While most of gas hydrate deposits is found clearly on seismic sections as cross-bedding events of the Bottom Simulating Reflector (BSR), the detailed structure of gas hydrate concentrated zones is not well estimated. We focus on marine controlled-source electromagnetic (CSEM) exploration considered as a technique in practice for the exploration of hydrocarbon reservoirs including resistive gas hydrate.
Recently, transforming the Maxwell equation from the diffusive domain to the fictitious wave domain has been developed to reduce computational time (Mittet, 2010). Although the diffusive Maxwell equations require a large number of time steps in finite-difference time-domain (FDTD) method to satisfy the stability condition, the number of iterations could be greatly reduced in the fictitious wave domain. However, the characteristic of the propagation in the fictitious wave domain has not been well exploited, and has potential for a new imaging technology of subsurface structures. In this study, we suggest a new data analysis approach to transform the data from the diffusive domain to the fictitious wave domain. Since the application of the transformation has a potential for improving the response of gas hydrate in the subsurface, we conduct some numerical experiments and discuss the applicability of our approach to the gas hydrate detection and evaluation.

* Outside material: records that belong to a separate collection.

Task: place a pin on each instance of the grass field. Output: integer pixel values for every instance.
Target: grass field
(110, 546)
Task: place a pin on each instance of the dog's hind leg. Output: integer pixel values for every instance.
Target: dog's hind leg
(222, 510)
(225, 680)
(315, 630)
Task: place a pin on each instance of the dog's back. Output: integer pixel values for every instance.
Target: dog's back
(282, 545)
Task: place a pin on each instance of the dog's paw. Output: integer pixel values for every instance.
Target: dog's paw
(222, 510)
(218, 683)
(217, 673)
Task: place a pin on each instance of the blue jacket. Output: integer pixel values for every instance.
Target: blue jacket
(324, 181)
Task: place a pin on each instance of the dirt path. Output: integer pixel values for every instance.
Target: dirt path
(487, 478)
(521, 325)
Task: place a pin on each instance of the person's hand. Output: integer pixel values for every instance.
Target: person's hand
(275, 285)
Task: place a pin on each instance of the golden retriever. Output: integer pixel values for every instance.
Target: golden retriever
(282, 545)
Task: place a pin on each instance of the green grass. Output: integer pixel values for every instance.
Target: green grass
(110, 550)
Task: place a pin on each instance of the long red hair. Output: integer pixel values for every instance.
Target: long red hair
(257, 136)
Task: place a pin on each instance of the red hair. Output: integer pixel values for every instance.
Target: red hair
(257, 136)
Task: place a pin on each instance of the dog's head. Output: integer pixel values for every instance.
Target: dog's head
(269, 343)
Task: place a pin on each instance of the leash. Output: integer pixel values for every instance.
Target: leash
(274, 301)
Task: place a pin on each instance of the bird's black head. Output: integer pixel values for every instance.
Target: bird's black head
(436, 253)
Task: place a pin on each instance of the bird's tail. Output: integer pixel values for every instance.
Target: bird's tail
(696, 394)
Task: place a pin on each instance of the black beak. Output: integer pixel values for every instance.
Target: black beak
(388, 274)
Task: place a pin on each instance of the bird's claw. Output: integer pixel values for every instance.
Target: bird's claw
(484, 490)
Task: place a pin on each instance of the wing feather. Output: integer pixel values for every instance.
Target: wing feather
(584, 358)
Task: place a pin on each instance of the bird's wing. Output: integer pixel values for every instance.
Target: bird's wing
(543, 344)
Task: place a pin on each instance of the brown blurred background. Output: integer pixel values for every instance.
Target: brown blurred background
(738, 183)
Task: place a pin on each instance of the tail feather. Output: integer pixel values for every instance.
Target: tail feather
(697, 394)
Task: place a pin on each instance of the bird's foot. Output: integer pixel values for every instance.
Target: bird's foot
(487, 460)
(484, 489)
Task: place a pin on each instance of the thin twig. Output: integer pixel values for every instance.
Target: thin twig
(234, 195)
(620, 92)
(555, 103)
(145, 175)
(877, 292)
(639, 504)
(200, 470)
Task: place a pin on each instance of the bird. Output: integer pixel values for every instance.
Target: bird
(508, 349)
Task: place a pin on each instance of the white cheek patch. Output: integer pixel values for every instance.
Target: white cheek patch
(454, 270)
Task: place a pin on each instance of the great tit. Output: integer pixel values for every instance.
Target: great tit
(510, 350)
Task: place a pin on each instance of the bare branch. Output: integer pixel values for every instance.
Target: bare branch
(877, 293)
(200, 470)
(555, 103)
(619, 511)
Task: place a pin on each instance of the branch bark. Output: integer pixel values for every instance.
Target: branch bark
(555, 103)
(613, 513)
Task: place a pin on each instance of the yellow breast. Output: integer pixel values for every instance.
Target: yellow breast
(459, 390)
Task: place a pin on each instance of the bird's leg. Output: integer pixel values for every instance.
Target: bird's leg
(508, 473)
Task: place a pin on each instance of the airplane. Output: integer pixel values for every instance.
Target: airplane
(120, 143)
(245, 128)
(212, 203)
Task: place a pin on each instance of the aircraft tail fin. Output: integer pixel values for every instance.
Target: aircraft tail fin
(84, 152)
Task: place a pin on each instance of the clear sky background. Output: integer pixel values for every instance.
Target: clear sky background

We assumed a 3D resistivity model as a sub-seafloor structure including anisotropic resistive gas hydrate for simulating the inline CSEM exploration. By employing the singular value decomposition (SVD) method, we transformed the received data from the diffusive domain to the fictitious wave domain. Since the stability and accuracy of the transformation depend on the threshold of singular value, we adopt the appropriate value with considering the noise floor. Finally, our results indicate that the separated gas hydrate response becomes about twice as much than the case in diffusive domain.